Pendant de nombreuses années, la mission de tout enseignant était de mobiliser des compétences didactiques et de faire preuve d’exigence pédagogique pour mener les apprenants dans le labyrinthe des connaissances à acquérir. Depuis plus d’une décennie, on assiste au passage d'un paradigme fondé sur la transmission des savoirs académiques à un autre centré sur l'appropriation de ces savoirs et sur leur insertion dans des problématiques pratiques. Aujourd’hui, avec l’arrivée de l’intelligence artificielle qui envahit le monde professionnel (comme le cadre privé), on se doit plus que jamais de proposer une pédagogie qui pousse les étudiants à s’extraire d’un raisonnement panurgique, à s’affranchir des pseudo vérités ou des certitudes pré mâchées sclérosantes. Cette posture émancipatrice passe par une écoute permanente des apprenants et s’associe à un mécanisme de réflexion qui les éveille à la curiosité, à l’exploration, au questionnement.

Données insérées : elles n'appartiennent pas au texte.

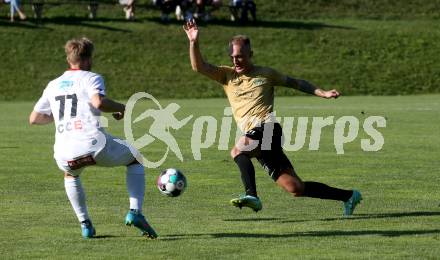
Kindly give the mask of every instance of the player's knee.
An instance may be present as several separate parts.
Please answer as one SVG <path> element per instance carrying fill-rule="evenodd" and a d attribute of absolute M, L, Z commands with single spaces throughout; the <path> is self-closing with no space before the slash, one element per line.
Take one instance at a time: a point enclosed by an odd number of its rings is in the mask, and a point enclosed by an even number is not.
<path fill-rule="evenodd" d="M 232 149 L 231 149 L 231 157 L 232 157 L 232 159 L 234 159 L 235 157 L 237 157 L 237 155 L 239 155 L 240 154 L 240 149 L 238 149 L 237 147 L 233 147 Z"/>
<path fill-rule="evenodd" d="M 299 197 L 302 194 L 301 187 L 296 182 L 285 183 L 283 185 L 283 188 L 284 188 L 285 191 L 287 191 L 288 193 L 292 194 L 295 197 Z"/>
<path fill-rule="evenodd" d="M 295 183 L 290 193 L 295 197 L 301 197 L 304 193 L 304 184 L 302 182 Z"/>
<path fill-rule="evenodd" d="M 304 193 L 304 183 L 291 172 L 282 174 L 277 183 L 288 193 L 300 197 Z"/>

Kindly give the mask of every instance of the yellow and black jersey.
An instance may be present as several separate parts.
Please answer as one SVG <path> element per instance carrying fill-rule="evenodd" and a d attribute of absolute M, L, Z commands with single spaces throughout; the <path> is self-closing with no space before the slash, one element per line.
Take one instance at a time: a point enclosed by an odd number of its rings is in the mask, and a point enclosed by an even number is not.
<path fill-rule="evenodd" d="M 274 87 L 287 86 L 287 76 L 268 67 L 253 66 L 239 75 L 233 67 L 220 66 L 209 77 L 223 85 L 234 119 L 244 132 L 273 120 Z"/>

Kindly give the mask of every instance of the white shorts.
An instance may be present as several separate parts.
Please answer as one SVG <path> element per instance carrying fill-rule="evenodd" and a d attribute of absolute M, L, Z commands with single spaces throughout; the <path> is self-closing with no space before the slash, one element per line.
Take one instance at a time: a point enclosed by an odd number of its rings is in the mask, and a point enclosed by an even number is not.
<path fill-rule="evenodd" d="M 60 170 L 62 170 L 63 172 L 69 173 L 72 176 L 78 176 L 88 165 L 96 165 L 102 167 L 127 166 L 135 162 L 136 157 L 139 158 L 139 152 L 136 150 L 136 148 L 131 146 L 126 141 L 113 137 L 107 133 L 105 134 L 105 137 L 106 143 L 101 151 L 80 156 L 80 158 L 93 158 L 93 163 L 86 164 L 80 168 L 75 167 L 74 169 L 72 169 L 72 167 L 69 166 L 69 162 L 67 160 L 55 159 L 58 168 L 60 168 Z M 73 158 L 72 160 L 74 159 L 78 158 Z"/>

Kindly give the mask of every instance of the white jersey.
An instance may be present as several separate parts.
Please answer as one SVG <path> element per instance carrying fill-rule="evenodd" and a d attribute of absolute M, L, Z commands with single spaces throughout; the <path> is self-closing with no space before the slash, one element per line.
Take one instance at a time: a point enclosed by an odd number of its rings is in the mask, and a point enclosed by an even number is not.
<path fill-rule="evenodd" d="M 95 94 L 105 95 L 104 80 L 89 71 L 68 70 L 47 85 L 34 111 L 54 118 L 55 159 L 95 155 L 104 148 L 101 112 L 91 104 Z"/>

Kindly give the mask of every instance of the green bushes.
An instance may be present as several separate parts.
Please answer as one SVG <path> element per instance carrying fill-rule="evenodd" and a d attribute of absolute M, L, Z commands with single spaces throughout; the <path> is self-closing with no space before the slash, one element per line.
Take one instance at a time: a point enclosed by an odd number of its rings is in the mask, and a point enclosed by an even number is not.
<path fill-rule="evenodd" d="M 368 8 L 361 5 L 367 1 L 290 2 L 260 4 L 261 22 L 255 26 L 236 26 L 226 20 L 227 10 L 222 10 L 217 14 L 220 20 L 201 25 L 204 57 L 214 64 L 230 64 L 227 42 L 242 33 L 252 39 L 256 64 L 323 88 L 338 88 L 346 95 L 440 92 L 440 25 L 435 15 L 429 19 L 421 15 L 430 14 L 436 1 L 417 6 L 417 1 L 381 1 L 382 9 L 374 5 L 376 1 L 368 1 Z M 392 9 L 394 3 L 402 7 Z M 3 7 L 0 11 L 6 10 Z M 322 12 L 313 19 L 299 19 L 295 17 L 299 7 Z M 349 7 L 358 18 L 348 15 Z M 125 99 L 137 91 L 170 98 L 223 95 L 221 86 L 191 70 L 180 23 L 160 24 L 158 11 L 151 9 L 140 8 L 137 21 L 126 22 L 116 5 L 100 7 L 96 21 L 65 8 L 48 10 L 42 25 L 10 24 L 0 16 L 0 100 L 37 98 L 66 69 L 65 41 L 84 35 L 95 42 L 94 71 L 104 75 L 113 97 Z M 287 14 L 288 10 L 293 11 Z M 375 10 L 382 17 L 401 11 L 396 19 L 384 20 L 366 19 L 372 16 L 364 17 L 365 10 Z M 63 16 L 64 11 L 69 15 Z M 294 94 L 289 89 L 277 91 Z"/>

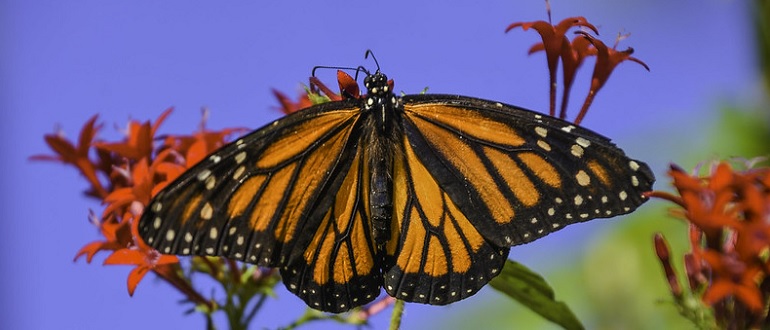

En marketing, face aux enjeux environnementaux et sociaux majeurs auxquels est confrontée notre société, ce développement de compétences en résolution de problèmes et en pensée critique est permanent dans notre enseignement. On ne peut continuer à enseigner les modèles du passé sans inviter les étudiants à les repenser. Ce savoir apprendre associé à ce savoir penser doit leur permettre de construire un positionnement intellectuel indispensable pour s’intégrer efficacement au monde en perpétuel mouvement de l’entreprise. Nos étudiants peuvent ainsi devenir des marketers managers créateurs et porteurs de valeurs ajoutées, capables « d’auto défense intellectuelle » et d’agilité cognitive pour s’adapter en permanence à des contextes variés.
Contourner les idées arrêtées et les certitudes figées comme éviter de s’enfermer dans des « bulles de savoirs » est la clé pour préparer cette nouvelle génération à grande vélocité intellectuelle à des parcours qui ne sont plus linéaires mais pluriels, parallèles ou successifs.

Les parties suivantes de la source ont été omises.